I (23F) have always struggled with my weight, I was chubby growing up, then slimmed down from 12-17ish, then ever since I have gradually gained around 100lbs (my natural weight from age 13-15 was 138lbs, my weight this time last year was around 241lbs, i am now 206lbs). I went from 241 to 206 in about 2-3 months from heavily restricting my diet, starving myself for 1-2 days at a time, running, purging (vomiting and laxatives). It started off as a strict diet, but the self hatred just fuelled the fire and it just kept burning. I eventually stopped those bad habits purely out of fear because I had been fluctuating between the same 10lbs for a month or so, I’d obviously damaged my metabolism so heavily at that point my body held onto everything it had.

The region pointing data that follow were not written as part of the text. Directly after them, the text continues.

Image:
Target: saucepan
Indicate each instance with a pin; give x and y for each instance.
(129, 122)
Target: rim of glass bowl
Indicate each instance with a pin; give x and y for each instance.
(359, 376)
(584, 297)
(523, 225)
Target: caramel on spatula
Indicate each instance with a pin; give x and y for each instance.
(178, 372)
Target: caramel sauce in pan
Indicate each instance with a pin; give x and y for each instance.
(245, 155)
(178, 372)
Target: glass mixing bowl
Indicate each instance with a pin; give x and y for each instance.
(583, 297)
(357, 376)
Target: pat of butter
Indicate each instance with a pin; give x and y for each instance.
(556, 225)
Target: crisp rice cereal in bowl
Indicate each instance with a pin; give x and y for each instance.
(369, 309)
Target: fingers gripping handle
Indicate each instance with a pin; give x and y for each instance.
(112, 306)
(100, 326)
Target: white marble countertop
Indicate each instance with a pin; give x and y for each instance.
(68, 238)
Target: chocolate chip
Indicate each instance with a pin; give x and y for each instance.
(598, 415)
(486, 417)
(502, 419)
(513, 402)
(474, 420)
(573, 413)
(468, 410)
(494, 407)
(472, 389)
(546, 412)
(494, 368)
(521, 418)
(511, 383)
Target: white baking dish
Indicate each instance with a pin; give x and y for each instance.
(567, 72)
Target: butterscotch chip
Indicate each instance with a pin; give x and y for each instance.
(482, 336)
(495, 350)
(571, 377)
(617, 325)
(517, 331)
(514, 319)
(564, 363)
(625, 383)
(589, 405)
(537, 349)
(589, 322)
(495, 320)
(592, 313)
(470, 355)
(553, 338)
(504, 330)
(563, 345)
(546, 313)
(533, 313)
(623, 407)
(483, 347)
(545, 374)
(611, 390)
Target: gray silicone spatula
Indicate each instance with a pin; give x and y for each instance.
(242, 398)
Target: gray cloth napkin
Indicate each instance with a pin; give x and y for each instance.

My question is very complex, I really hope someone out there can stick out this post and try to help me or give some advice. How can I lose weight and hopefully get to a healthier size, similar to what I was comfortable and healthy as (145lbs max / I am 5’4) without letting this disordered demon take over? It’s an issue I’ve struggled with for as long as I can remember, way back to school years of throwing my sandwiches for lunch into the bin every day. I have adhd so it is really hard to focus on things and not become obsessed, so calorie counting is really difficult, but I struggle with the carefree aspect some people have of just eating ‘healthier’ and seeing what changes, the idea of that produces a lot of stress in me if I don’t know the exact numbers of my efforts.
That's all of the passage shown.